On ___/___/____, ________ experienced a work-related injury while working for ________.
MM DD YYYY Employee Name Employer Name
Enter the date (month, day, year) of the employee’s injury on the first line.
Enter the injured employee’s name (first name, middle initial and last name) on the second line.
Enter the employer’s name on the third line.

Describe how the injury occurred:
Enter a brief description of how the injury occurred.

List body part(s) injured:
Enter a list of the body parts affected by the injury or illness. When specifying a part of the body, be sure to indicate whether it is “left” or “right.” When the injury involves fingers or toes, use the numbers one through five to describe the body part. (One is the thumb or big toe; five is the little finger or little toe.)

The employee_______________ lose time from work.
Did, Did Not (Select One)
If the injured employee has lost a day or more from work, enter “did.” If the injured employee has not lost a day or more from work, enter “did not.”

WHEREFORE, the petitioner asks the Board to order the following benefits pursuant to 39‑A M.R.S.A. (check all that apply):
___ Weekly lost time benefits
___ Protection of the Act
___ Specific loss benefits
If the injured employee has been incapacitated for more than seven days, check “Weekly lost time benefits.”
If the injured employee seeks to protect their rights under the Workers’ Compensation Act, check “Protection of the Act.”
If the injured employee has suffered a dismemberment or the total loss of an eye due to the work-related injury, check “Specific loss benefits.”

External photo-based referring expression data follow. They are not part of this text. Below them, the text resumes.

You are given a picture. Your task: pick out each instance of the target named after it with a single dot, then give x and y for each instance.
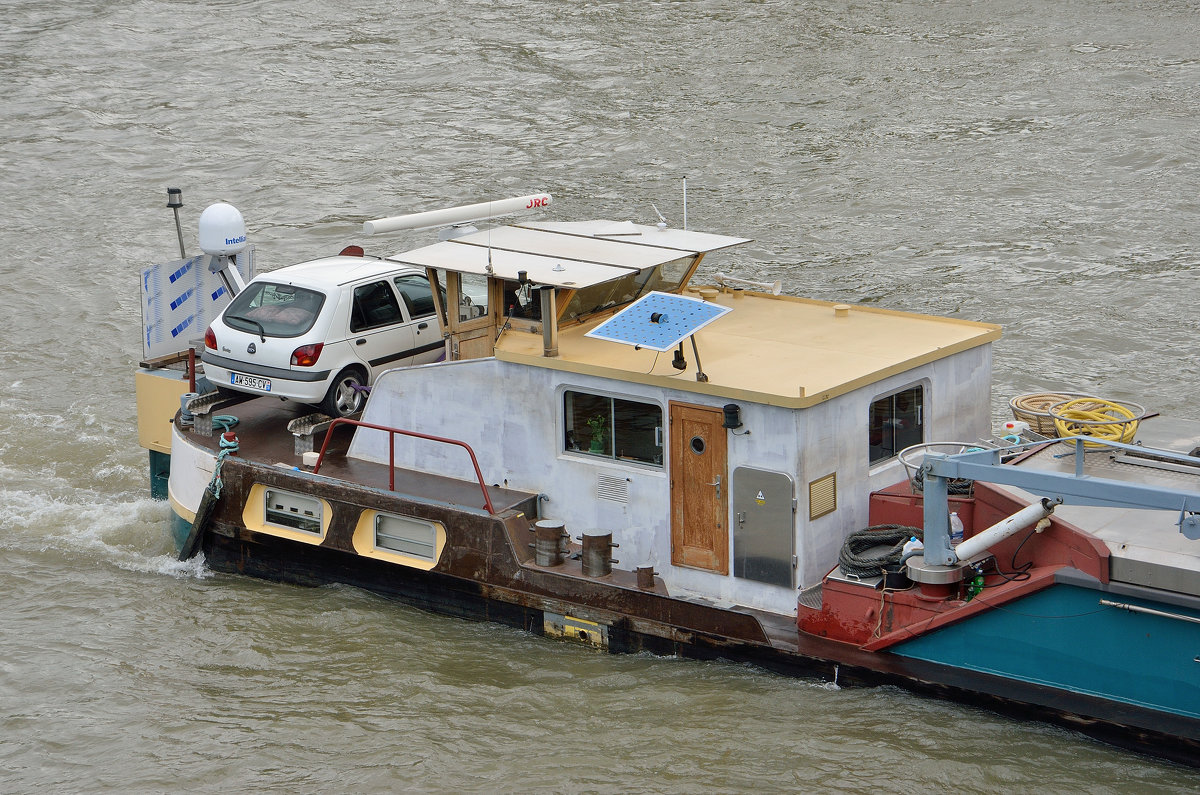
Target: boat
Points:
(611, 454)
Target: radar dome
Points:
(222, 231)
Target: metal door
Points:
(763, 526)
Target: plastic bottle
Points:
(955, 530)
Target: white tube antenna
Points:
(459, 215)
(685, 203)
(773, 287)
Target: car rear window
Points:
(274, 310)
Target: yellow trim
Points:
(364, 541)
(253, 516)
(157, 394)
(773, 350)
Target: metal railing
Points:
(391, 453)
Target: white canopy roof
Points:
(565, 255)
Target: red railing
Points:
(391, 453)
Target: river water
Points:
(1021, 162)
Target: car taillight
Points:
(306, 354)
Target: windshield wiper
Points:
(262, 332)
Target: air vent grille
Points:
(823, 496)
(610, 486)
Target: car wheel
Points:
(346, 395)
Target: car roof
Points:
(333, 272)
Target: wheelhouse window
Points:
(613, 428)
(274, 310)
(897, 422)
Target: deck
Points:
(263, 437)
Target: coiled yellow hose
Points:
(1096, 418)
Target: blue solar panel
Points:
(658, 321)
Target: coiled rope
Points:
(228, 443)
(853, 559)
(958, 486)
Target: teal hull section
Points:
(1065, 638)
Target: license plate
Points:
(262, 384)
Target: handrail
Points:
(391, 452)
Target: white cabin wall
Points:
(516, 430)
(957, 408)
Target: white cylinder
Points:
(222, 231)
(1002, 530)
(454, 215)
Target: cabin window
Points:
(407, 536)
(897, 422)
(613, 428)
(293, 510)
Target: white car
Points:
(321, 332)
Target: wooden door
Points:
(700, 502)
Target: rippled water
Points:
(1026, 163)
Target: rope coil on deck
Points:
(853, 559)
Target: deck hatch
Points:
(407, 536)
(292, 510)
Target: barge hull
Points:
(1173, 737)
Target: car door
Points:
(381, 334)
(418, 297)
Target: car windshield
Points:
(274, 310)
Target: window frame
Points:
(886, 425)
(658, 442)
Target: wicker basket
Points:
(1110, 422)
(1035, 408)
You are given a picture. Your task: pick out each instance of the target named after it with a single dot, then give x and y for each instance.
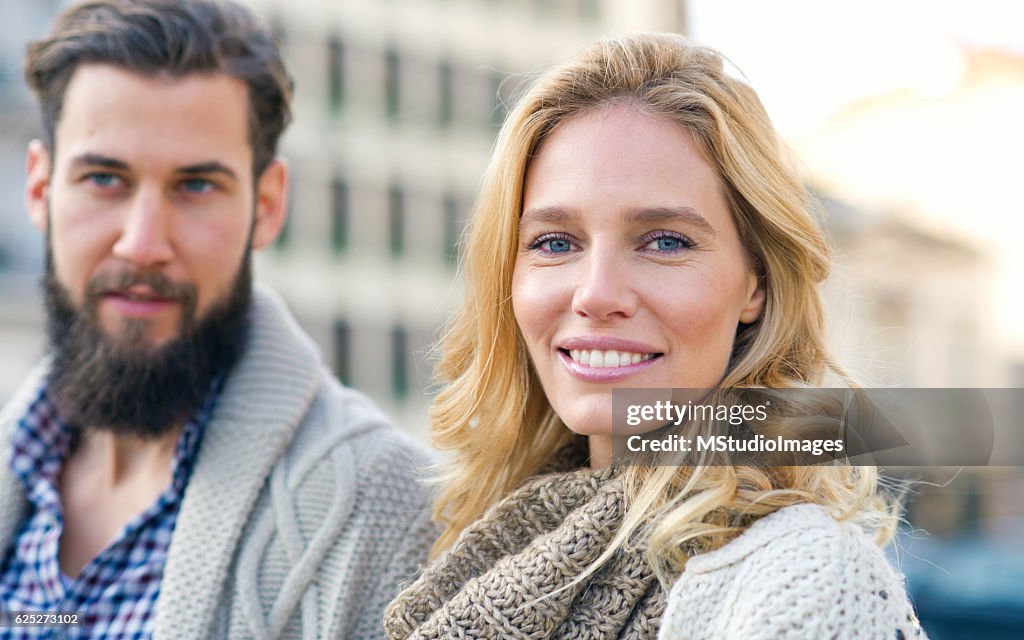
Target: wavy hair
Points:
(491, 401)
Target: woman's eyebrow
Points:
(669, 214)
(554, 213)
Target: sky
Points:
(808, 57)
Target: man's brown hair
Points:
(173, 38)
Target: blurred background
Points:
(905, 115)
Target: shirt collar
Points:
(42, 440)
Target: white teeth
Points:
(601, 359)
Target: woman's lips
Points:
(606, 369)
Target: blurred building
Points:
(20, 244)
(944, 151)
(397, 107)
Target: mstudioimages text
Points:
(665, 412)
(729, 443)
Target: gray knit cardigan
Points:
(304, 511)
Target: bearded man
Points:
(181, 464)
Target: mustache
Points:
(120, 282)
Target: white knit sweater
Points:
(795, 573)
(304, 510)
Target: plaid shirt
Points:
(115, 596)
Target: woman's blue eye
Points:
(667, 243)
(558, 245)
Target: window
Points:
(396, 220)
(445, 86)
(336, 74)
(452, 226)
(499, 92)
(392, 84)
(342, 350)
(399, 369)
(339, 215)
(590, 10)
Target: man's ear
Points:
(37, 187)
(271, 203)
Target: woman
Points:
(639, 226)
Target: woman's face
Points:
(630, 271)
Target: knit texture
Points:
(510, 573)
(795, 573)
(304, 511)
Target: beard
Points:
(124, 384)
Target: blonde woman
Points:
(639, 226)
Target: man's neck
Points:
(107, 481)
(115, 460)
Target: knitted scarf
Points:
(509, 573)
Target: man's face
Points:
(151, 176)
(150, 206)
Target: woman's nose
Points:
(606, 287)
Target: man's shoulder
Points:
(344, 427)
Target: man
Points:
(181, 465)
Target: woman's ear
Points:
(755, 301)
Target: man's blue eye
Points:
(102, 179)
(197, 185)
(558, 245)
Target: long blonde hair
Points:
(492, 412)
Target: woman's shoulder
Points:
(797, 572)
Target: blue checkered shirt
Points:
(115, 595)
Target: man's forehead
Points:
(113, 112)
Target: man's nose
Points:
(145, 230)
(606, 288)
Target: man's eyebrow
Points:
(668, 214)
(209, 167)
(95, 160)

____________________________
Signature of Petitioner
This line must be signed by the injured employee or their representative.

Dated: ___/___/____
MM DD YYYY
Enter the date (month, day, year) that this form was signed by the injured employee or their representative.

______________________________
Name of Petitioner’s Attorney or Advocate (If Any)
If the injured employee is represented by an attorney or advocate, enter the name of the employee’s attorney or advocate.

______________________________
Street/P.O. Box
Enter the attorney or advocate’s mailing address.

______________________________
City, State, Zip
Enter the city, state and zip code of the attorney or advocate’s mailing address.